Permit – Permits are the guiding documents issued by regulators at the local, state and federal level that provide mining companies the ability to mine, but also lay out a broad range of conditions that must be met. Failure to meet the conditions of the permit results in enforcement action by the regulatory agency that issued the permit. Many modern permits require companies to demonstrate compliance before allowing them to move into the next permitted section of the mine. Applications for mining permits are incredibly complex and require volumes of data collection, environmental analyses and engineering studies to prove the feasibility of the mining and reclamation plans. The documentation supporting the permit application can often include hundreds of thousands of pages of data.
Phosphate rock – Phosphate rock is the finished product that goes from the mine to Mosaic’s fertilizer manufacturing plants. Through a separation process, it is removed from the matrix material that is mined by the draglines. Phosphate rock is not water soluble and is not useful as a nutrient until after it is processed at Mosaic’s manufacturing facilities.
Phosphatic clay – Phosphatic clay is a unique clay material present in the phosphate ore that is spongy in nature and has a high holding capacity for water. The spongy nature of the material makes it impractical for wide use in reclamation because of its instability. Instead, the clays are consolidated in clay settling areas. Once full, the clay settling areas are reclaimed for agricultural uses and make excellent pasture or row crop land.
Reclamation – The process by which mining companies return mined land to productive uses or natural landscapes. The phosphate industry is required to reclaim every acre we mine and wetlands are required to be reclaimed on an acre for acre, type for type basis. When regulators approve a mining permit, they also approve a reclamation plan. The reclamation plan details what the landscape will look like after reclamation is complete. The mine site is divided into smaller sections in the permitting process and reclamation is required, by law, to be in place within two years of mining operations being complete in each section. Since reclamation became mandatory in 1975, the science has continually developed and the phosphate industry has now successfully demonstrated proficiency in reclaiming all the habitats we’re permitted to disturb. To see examples of our reclamation, please visit the photo gallery.
Setback – Local, state and federal permits all carry separate requirements for setbacks. Setbacks are how far mining must be kept away from particular boundaries. The boundary may be related to county rights-of-way, private property or preservation areas. Setback distances will vary based upon individual circumstances or local ordinances.
Slurry – To transport matrix (see definition above) to the mine plant for separation, the material must be pumped. After being mined by the dragline, matrix is placed into a slurry pit, where a water gun is used to create a “slurry” of water and matrix that is about 30 percent solids.
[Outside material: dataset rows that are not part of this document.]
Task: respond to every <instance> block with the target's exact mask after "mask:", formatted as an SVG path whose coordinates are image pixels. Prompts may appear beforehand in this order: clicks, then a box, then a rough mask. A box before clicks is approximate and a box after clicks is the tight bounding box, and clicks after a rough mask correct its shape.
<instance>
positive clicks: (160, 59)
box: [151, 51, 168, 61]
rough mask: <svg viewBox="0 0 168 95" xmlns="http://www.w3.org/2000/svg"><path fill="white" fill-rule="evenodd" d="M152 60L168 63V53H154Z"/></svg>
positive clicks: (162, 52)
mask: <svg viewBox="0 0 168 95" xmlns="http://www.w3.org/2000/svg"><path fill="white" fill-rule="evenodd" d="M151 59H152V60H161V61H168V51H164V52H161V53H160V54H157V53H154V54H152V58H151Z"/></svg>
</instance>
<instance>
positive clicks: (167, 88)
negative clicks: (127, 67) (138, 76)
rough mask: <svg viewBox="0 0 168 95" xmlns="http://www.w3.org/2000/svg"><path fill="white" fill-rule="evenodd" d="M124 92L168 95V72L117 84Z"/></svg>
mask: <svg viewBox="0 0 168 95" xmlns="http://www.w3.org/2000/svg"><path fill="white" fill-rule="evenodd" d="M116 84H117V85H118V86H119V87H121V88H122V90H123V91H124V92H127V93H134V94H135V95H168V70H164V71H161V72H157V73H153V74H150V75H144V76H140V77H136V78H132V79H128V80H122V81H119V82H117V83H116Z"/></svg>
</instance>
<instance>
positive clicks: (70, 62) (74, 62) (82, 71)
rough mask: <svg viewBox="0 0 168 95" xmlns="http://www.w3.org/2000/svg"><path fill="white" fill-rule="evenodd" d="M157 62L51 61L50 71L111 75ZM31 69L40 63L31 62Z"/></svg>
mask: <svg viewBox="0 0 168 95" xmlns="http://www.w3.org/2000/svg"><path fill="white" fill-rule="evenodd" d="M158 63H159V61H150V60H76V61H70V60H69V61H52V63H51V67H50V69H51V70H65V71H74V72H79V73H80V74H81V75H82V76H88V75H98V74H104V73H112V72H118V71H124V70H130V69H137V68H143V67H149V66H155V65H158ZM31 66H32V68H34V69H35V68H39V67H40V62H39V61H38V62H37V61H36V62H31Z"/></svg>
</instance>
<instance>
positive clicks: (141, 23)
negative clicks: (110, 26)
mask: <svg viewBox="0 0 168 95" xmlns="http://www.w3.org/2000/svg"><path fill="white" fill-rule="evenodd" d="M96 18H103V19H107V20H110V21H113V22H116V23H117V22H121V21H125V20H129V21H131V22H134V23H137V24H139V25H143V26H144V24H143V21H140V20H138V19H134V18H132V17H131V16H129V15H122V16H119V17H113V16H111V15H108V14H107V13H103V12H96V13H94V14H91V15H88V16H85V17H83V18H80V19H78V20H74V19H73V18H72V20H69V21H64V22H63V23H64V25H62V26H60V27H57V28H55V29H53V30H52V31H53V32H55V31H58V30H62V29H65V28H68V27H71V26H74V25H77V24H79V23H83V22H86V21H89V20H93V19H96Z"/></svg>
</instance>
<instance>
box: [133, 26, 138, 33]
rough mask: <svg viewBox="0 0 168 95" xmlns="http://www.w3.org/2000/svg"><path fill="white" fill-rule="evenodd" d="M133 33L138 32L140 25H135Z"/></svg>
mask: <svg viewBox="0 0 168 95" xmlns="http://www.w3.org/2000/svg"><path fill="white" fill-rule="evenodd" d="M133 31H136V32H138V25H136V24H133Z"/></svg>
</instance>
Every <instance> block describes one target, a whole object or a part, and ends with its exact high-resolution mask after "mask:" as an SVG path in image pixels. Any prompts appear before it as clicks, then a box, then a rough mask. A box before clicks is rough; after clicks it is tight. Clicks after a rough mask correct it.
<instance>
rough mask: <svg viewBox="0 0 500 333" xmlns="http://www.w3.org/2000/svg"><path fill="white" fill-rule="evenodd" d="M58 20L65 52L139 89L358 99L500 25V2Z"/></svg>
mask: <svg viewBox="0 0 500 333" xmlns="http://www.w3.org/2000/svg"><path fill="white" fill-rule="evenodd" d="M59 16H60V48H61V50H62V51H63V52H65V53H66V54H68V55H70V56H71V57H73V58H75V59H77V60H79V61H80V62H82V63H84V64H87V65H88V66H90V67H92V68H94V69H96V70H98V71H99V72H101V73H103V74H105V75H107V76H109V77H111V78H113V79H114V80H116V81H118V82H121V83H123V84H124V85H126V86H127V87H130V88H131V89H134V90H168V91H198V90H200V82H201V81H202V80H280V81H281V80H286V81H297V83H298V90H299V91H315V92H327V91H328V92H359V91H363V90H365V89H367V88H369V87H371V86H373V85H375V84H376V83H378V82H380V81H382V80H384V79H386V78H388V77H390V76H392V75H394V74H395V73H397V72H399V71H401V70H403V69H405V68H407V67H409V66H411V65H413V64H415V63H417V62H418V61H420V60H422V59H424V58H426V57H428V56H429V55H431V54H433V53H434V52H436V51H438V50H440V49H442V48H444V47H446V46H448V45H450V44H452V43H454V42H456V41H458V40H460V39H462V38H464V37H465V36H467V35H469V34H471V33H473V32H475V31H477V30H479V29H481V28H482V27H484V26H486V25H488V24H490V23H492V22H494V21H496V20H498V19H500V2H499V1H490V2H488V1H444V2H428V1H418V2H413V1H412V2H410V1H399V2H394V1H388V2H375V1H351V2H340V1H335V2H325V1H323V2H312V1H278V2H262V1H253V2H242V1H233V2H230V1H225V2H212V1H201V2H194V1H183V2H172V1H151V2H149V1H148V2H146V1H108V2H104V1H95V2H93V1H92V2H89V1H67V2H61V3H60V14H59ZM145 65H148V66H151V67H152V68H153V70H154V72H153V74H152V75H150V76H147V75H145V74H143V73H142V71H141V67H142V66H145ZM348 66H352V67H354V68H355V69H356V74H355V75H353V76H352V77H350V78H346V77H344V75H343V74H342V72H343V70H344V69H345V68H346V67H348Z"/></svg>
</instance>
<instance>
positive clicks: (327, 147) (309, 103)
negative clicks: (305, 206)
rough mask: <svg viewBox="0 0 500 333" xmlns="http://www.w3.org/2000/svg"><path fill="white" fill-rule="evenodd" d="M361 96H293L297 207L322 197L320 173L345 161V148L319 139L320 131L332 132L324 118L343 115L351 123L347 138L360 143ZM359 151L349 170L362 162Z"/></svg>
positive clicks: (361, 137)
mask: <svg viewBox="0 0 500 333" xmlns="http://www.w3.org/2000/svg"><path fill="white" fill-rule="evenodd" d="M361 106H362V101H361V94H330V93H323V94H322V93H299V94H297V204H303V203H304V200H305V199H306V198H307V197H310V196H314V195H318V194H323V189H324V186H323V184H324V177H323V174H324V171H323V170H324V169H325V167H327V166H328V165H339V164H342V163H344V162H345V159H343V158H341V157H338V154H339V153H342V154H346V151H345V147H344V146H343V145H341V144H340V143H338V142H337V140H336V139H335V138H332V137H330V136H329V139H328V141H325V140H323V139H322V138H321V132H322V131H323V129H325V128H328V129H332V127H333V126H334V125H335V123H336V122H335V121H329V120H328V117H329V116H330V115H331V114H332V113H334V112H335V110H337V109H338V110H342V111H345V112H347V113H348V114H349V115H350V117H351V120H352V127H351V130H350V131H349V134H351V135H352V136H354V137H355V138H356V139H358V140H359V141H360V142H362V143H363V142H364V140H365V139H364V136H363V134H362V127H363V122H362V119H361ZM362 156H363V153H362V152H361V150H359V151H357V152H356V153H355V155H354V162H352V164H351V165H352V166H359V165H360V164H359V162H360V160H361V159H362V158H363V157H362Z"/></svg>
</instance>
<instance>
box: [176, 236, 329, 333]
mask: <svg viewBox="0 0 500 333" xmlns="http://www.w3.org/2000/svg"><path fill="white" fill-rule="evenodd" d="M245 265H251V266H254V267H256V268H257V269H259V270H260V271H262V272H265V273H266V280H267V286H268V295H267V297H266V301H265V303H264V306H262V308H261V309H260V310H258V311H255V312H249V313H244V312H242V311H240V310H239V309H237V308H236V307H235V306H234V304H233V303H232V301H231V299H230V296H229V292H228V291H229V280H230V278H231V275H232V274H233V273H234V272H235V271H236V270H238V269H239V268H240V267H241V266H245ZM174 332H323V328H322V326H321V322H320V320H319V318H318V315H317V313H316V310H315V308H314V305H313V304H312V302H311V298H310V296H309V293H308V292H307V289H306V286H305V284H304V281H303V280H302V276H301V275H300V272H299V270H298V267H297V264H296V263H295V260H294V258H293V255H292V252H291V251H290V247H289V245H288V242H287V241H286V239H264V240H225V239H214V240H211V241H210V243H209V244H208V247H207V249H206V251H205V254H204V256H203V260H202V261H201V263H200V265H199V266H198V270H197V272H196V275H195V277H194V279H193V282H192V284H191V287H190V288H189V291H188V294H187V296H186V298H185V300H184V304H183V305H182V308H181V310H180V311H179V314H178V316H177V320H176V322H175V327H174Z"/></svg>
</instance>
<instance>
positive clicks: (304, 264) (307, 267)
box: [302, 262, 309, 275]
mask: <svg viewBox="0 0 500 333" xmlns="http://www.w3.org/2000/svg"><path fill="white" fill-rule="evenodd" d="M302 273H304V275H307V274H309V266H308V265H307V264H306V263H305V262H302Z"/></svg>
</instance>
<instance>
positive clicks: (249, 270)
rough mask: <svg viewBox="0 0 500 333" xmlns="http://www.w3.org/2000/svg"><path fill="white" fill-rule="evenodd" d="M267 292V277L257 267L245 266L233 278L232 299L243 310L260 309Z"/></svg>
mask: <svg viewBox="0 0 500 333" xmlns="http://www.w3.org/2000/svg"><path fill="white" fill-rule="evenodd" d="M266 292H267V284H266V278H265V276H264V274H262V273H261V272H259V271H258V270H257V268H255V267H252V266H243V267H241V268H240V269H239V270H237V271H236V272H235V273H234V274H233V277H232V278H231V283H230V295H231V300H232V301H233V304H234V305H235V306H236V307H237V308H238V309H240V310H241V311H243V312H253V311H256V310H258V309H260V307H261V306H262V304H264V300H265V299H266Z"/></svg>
This slurry is then pumped through metal pipes to the plant where the phosphate rock can be separated.
Upland – Land that lies above where water collects or flows and is typically well drained. Upland habitats may include pasture, forests, prairies or scrub.
Washer – A common term for the plant at a mine where clay, sand and phosphate rock are physically separated.
Water recycling– Since the 1970s, the phosphate industry has worked hard to reduce water consumption. Modern mines include freshwater circulation systems that allow water to be reused and minimize the need for groundwater pumping. Water flows on a circuit between the mining sites, plant and clay settling areas. The clay settling areas also act as freshwater reservoirs so that a steady supply of water is available for the mining process. At Mosaic’s phosphate manufacturing facilities, approximately 90 percent of all water used is either recycled or reused.
Wetland – Land that has a wet or spongy soil and often times collects water. Wetland habitats may be forested, herbaceous or wet prairie.